Automated Identification and Segmentation of Hi Sources in CRAFTS Using Deep Learning Method

Zihao Song1, Huaxi Chen1, Donghui Quan1, Di Li2, Yinghui Zheng2, Shulei Ni1, Yunchuan Chen1, Yun Zheng1
1Zhejiang Lab, Hangzhou, Zhejiang 311121, China
2National Astronomical Observatories, Chinese Academy of Sciences, Bei**g 100101, People’s Republic of China
E-mail: [email protected]: [email protected]
(Accepted XXX. Received YYY; in original form ZZZ)
Abstract

We introduce a machine learning-based method for extracting Hi sources from 3D spectral data, and construct a dedicated dataset of Hi sources from CRAFTS. Our custom dataset provides comprehensive resources for Hi source detection. Utilizing the 3D-Unet segmentation architecture, our method reliably identifies and segments Hi sources, achieving notable performance metrics with recall rates reaching 91.6% and accuracy levels at 95.7%. These outcomes substantiate the value of our custom dataset and the efficacy of our proposed network in identifying Hi source. Our code is publicly available at https://github.com/fishszh/HISF.

keywords:
methods: data analysis – techniques: image processing – methods: observational
pubyear: 2015pagerange: Automated Identification and Segmentation of Hi Sources in CRAFTS Using Deep Learning MethodAutomated Identification and Segmentation of Hi Sources in CRAFTS Using Deep Learning Method

1 Introduction

Neutral hydrogen (Hi ) is a crucial constituent of the interstellar medium. Via 21 cm emission line of Hi , researchers can study the evolution of galaxies and the distribution of matter in the universe (Cheng et al., 2020). Hi emission lines provide vital information on the density and velocity structure of neutral gas within galaxies (Springob et al., 2005). Consequently, over the past few decades, numerous Hi surveys have been conducted to detect Hi in the local universe. Key surveys include Hi Parkes All Sky Survey (HIPASS) (Barnes et al., 2001), which identified over 5000 galaxies across approximately 30000 deg2, and ALFALFA (Giovanelli et al., 2005), which covered an area of approximately 7,000 deg2, cataloging 31,502 galaxies. The FAST All Sky Hi survey (FASHI) (Zhang et al., 2024) aims to survey the entire sky visible to FAST, covering a declination range of -14° to +66°. Its first data release detected 41741 extra-galactic Hi sources. Additionally, the commensal radio astronomy FAST survey (CRAFTS) (Li et al., 2018) is another Hi survey led by FAST, utilizing the same sky coverage, frequency range, sensitivity and resolution of FAST.
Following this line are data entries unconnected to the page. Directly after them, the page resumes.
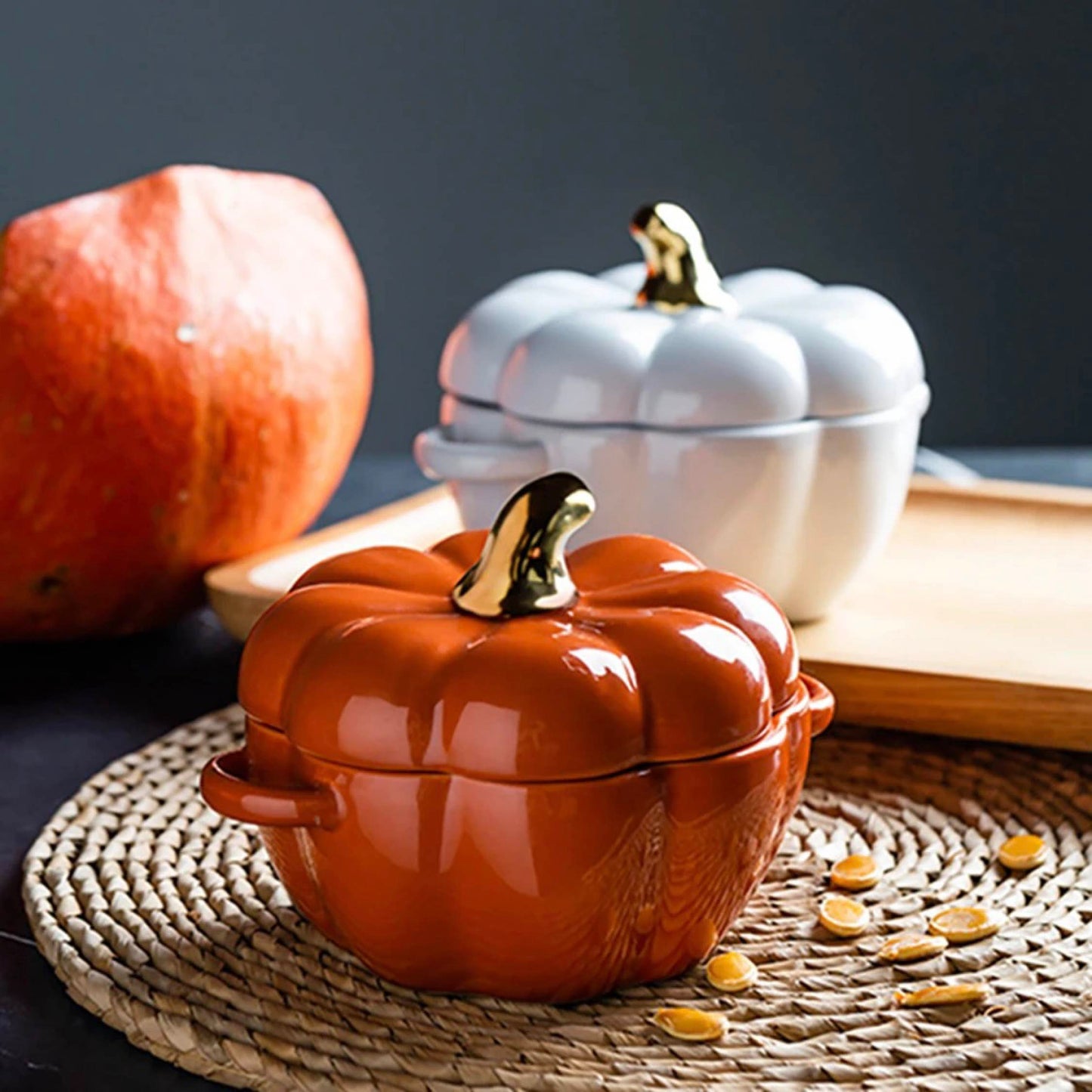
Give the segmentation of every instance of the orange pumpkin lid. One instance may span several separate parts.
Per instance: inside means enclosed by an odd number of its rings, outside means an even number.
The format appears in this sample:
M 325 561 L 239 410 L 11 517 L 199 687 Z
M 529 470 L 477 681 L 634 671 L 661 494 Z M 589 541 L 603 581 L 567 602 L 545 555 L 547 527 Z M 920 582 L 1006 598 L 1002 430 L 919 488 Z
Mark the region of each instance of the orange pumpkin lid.
M 239 698 L 316 757 L 555 781 L 712 756 L 799 687 L 762 591 L 644 535 L 563 554 L 594 509 L 549 474 L 492 531 L 322 561 L 262 616 Z

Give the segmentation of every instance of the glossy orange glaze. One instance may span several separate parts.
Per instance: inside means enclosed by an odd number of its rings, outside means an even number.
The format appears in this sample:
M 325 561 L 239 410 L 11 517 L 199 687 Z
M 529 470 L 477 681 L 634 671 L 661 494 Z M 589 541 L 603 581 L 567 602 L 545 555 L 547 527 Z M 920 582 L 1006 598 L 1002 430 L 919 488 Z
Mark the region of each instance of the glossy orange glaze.
M 248 642 L 246 758 L 205 796 L 394 981 L 565 1001 L 677 974 L 765 873 L 829 692 L 763 593 L 657 539 L 570 555 L 567 609 L 459 614 L 484 537 L 308 572 Z

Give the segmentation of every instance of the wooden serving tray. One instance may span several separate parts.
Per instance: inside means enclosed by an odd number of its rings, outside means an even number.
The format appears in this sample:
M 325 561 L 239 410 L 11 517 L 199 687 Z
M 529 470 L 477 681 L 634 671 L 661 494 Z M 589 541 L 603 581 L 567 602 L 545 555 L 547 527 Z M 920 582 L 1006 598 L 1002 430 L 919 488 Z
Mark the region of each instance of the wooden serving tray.
M 427 489 L 212 569 L 209 598 L 242 638 L 322 558 L 460 526 Z M 843 722 L 1092 750 L 1092 489 L 915 477 L 883 557 L 797 634 Z

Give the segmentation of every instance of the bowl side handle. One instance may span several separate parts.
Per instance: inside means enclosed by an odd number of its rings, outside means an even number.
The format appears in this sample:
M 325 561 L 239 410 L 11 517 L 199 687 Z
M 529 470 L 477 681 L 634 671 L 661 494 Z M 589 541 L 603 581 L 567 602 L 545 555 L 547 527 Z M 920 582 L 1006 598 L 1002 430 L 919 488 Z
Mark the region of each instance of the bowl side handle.
M 214 811 L 259 827 L 332 830 L 341 820 L 337 797 L 325 785 L 272 788 L 249 781 L 245 749 L 226 751 L 209 760 L 201 771 L 201 795 Z
M 810 675 L 802 675 L 800 678 L 810 696 L 808 705 L 811 711 L 811 735 L 815 737 L 834 720 L 834 695 Z

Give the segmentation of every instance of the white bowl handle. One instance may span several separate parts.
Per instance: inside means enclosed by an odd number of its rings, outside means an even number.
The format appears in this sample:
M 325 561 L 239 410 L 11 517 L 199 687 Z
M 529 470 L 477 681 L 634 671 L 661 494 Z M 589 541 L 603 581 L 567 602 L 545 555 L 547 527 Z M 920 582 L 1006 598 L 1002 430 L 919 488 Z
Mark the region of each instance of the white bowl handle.
M 546 449 L 537 440 L 453 440 L 442 428 L 429 428 L 417 434 L 413 452 L 422 472 L 437 480 L 527 479 L 549 470 Z

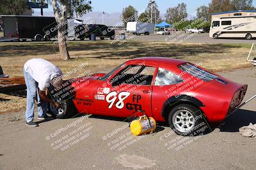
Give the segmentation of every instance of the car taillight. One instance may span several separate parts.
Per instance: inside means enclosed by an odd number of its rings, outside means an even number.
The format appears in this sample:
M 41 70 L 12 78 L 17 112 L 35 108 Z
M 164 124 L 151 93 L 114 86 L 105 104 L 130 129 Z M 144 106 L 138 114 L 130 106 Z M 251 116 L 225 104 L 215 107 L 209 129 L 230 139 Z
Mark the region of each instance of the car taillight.
M 230 111 L 234 110 L 240 103 L 242 103 L 244 97 L 245 93 L 246 92 L 247 85 L 241 87 L 236 93 L 230 103 Z

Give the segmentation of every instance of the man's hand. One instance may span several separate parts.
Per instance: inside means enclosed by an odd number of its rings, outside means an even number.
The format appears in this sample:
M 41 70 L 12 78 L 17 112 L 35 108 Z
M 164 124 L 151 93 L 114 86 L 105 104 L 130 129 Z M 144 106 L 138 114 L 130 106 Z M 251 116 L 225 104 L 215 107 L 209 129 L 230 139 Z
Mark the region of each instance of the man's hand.
M 54 107 L 56 108 L 60 108 L 61 106 L 61 105 L 58 102 L 54 102 L 53 104 L 54 105 Z

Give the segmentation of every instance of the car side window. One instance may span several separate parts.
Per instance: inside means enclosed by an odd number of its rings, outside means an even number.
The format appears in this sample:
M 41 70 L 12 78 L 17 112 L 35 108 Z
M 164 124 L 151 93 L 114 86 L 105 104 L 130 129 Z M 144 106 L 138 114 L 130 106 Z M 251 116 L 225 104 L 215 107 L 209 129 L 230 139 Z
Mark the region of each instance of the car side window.
M 175 85 L 183 82 L 182 78 L 168 70 L 159 67 L 156 78 L 155 85 Z
M 121 84 L 150 85 L 156 68 L 154 67 L 129 65 L 120 71 L 109 81 L 113 86 Z

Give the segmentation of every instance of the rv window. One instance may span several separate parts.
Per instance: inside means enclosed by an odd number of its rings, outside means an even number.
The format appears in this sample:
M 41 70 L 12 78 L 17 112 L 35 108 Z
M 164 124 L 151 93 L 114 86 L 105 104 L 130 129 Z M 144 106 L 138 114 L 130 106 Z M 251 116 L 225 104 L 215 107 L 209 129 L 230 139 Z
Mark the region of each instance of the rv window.
M 231 20 L 221 21 L 221 25 L 231 25 Z
M 220 27 L 220 21 L 212 22 L 212 27 Z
With the progression of observational technologies and equipment upgrades, a substantial volume of high-quality astronomical observation data has been generated through various sky survey. However, the processing of these vast datasets imposes stringent requirements on both efficiency and accuracy, which conventional methodologies struggle to fulfill.

In response to this challenge, scientists have embarked on exploring the integration of machine learning into the data processing of astronomical observations(Baron, 2019). A variety of machine learning-driven methods have been employed in diverse applications within astronomy, such as detecting tidal features (Desmons et al., 2023), light curve classification (Cui et al., 2023; Tey et al., 2023), source detection (Liang et al., 2023), spectrum classification (Tan et al., 2022), Radio Frequency Interference (RFI) mitigation (Akeret et al., 2017; Sun et al., 2022; Xiao et al., 2022) and so on.

In this study, we utilized CRAFTS observational data to systematically organize and construct a dedicated dataset of Hi sources. To achieve high-precision identification and segmentation of Hi sources, we implemented a 3D Unet deep learning model, which is capable of effectively extracting and segmenting Hi sources from complex spectral data cubes. The primary objective of this work is to enhance the accuracy and efficiency of Hi source detection by utilizing deep learning technology. This endeavor aims to validate the potent application potential of deep learning in astronomical data processing. Furthermore, it provides new insights and approaches for future astronomical observations and data analysis.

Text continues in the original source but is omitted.